Monday, January 17, 2011

Adultery in the Marital Bed

Always poor judgment, sometimes an adulterous liason makes it into the marital bed.  If the cuckholded spouse learns of the at-home trist, the ensuing divorce is very nasty.

This circumstance was recently featured in the NYT.  The article is of note in this blog mostly because it quotes a well-known Michigan divorce attorney; Richard Roane of Grand Rapids.

With New York finally following the rest of the states in 2009, all 50-states now have "no fault" divorce laws on the books.  Each state is different, however, as to how adultery, if and when proven, is factored into the divorce judgment.

The Michigan Penal Code has long-contained a chapter on adultery, defined as, "the sexual intercourse of 2 persons, either of whom is married to a third person." The scope of the criminal conduct includes divorced but cohabiting persons. The statute requires the cuckolded spouse to swear-in as the complaining witness and has a brief statute of limitation; one year.

The adultery statute merged into the penal code in 1931. The caselaw on this "consensual" crime goes back to 1884, in a case from Berrien County; People v Hendrickson.  That case stands for the evidentiary proposition that the testimony of the un-married participant in an adulterous union (the "other woman") can supply the requisite testimony to support a conviction, subject of course, to cross examination.

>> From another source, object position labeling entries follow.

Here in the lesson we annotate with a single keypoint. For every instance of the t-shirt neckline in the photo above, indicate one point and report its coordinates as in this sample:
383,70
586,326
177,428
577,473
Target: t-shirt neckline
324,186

In the here and now of 2011, Michigan's family courts have adhered to the "no-fault" provisions of the divorce statutes. Adultery is now a matter of private morals, with family court judges free to exercise their discretion regarding the weight to put on allegations of adultery and their attendant consequences in matters of child custody and property division.

State Senator Ron Jelinek has proposed legislation seeking to abolish adultery as a felony.  The proposed legislation, however, has not gone anywhere since being referred to the Senate's judiciary committee shortly after its introduction in February 2009.

Occasionally, the adultery statute is cited in civil cases seeking to apply what is known as the "wrongful conduct" rule which blocks a plaintiff's attempt to gain from an adulterous relationship.

Immoral, but all too common, adultery has always posed a serious threat to the traditional family unit. Adultery, however, is a rarely charged felony. Thus, it's persistence within the penal code, particularly the anti-cohabitation provision, bloats the Michigan Compiled Laws with anachronistic provisions. Transgressions are best addressed within the discretion of the family court judges.